Singaporeans are stressed out at work. Local managers are sub-standard and a lot of bad management practices is inculcated during NS. But Singaporeans have low taxes and can save more money. Very few societies makes it so easy to gain access to maids to look after children and estate taxes are no longer a burden for those who wish to pass along money to future generations.

c) Leverage on the free lunches in Singapore.

There are free lunches in Singapore. Ridiculous low income taxes are one. Low corporate taxes and subsequent negligible taxes on dividend income is another. Singaporeans can use it to their advantage provided that they do not make the mistake of over-consuming too much and paying too much GST and subsidising the civil service through paying COE and road taxes. Getting from one point to another in Singapore still costs less than $3 if you plan your journey well and use public transport.

d) Stop thinking about what others feel about careers and family.

A lot of pressure comes from sabotage from one's own family. Many Singaporeans are comfortable being single as it is a very efficient arrangement. Others get married but never have children as they want to take advantage of dual incomes. A lot of stress disappears if you live your life the way you want to. So what if a relative thinks that being single and not having kids is abnormal? if you want to be a couple, have one kid or no kid but you want to travel 4 times a year, so be it.

Anyway, I'll do a post on this item again and examine some other suggestions but keep the feedback coming.


  1. this is a good post, however, the notion of low income/estate tax is, illusion. after accounting for public utils, GLC telco/internet, GLC transportation....and after CPF (the money is yours but you don't have sovereignty on how to use it), i wonder if you are able to save much.

    to get from point a to b can be cheape ($3), but how long? i used to spend at least 3h commuting everyday in singapore, sometimes with bad roadwork, it can be 4h. i did not work/live in ulu places either, and of course, everybody tells me singapore is small. but if it's so small, why take so long? if i drive and traffic is smooth, 2h i can drive to JB liao, why do i spend that to get home/go to work?

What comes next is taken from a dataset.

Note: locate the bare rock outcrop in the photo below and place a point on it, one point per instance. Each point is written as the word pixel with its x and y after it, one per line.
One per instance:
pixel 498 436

    the stress, quality of life, need for space (mental and physical) is what a singaporean life is. and that with the 2nd class citizenship with influx of ridiculously high cheap foreign labour without integration into the society and taxing the already maxed infrastructure.

    i don't know if there is an alternative, just like most of what living in singapore is.....liddat also boh bian.

  2. Xuan,

    Thanks for your feedback.

    Commuting is one of the biggest frustrations of modern living with many psychological surveys ranking it as one of the worse ways to spend your time on the day. My transportation from Kranji to Temasek Avenue and back takes my 3 hours a day.

    I really put in some effort to deal with this problem. Now I have an e-book I bought from ebay and found a route to take that guarantees me a bus seat. This way, I end up getting some personal time to read 3 hours a day.

    I'll see what I can do about telecomms costs and will update everyone about my strategies to cut costs on this blog.

  3. CPF and HDB are large stealth taxes

  4. 99 year leases for public housing make the point about estate taxes irrelevant. Property is not a good way to pass on wealth to your children unless you're rich enough to own private housing.

    Similarly, in more family-friendly countries there are many alternatives for day-care that don't involve hiring lowly paid domestic servants who may not be adequately trained to handle children. I'm not sure that the option of maids is a better one than that of good day-care. Day-care services in Singapore are way behind those in Sweden for example.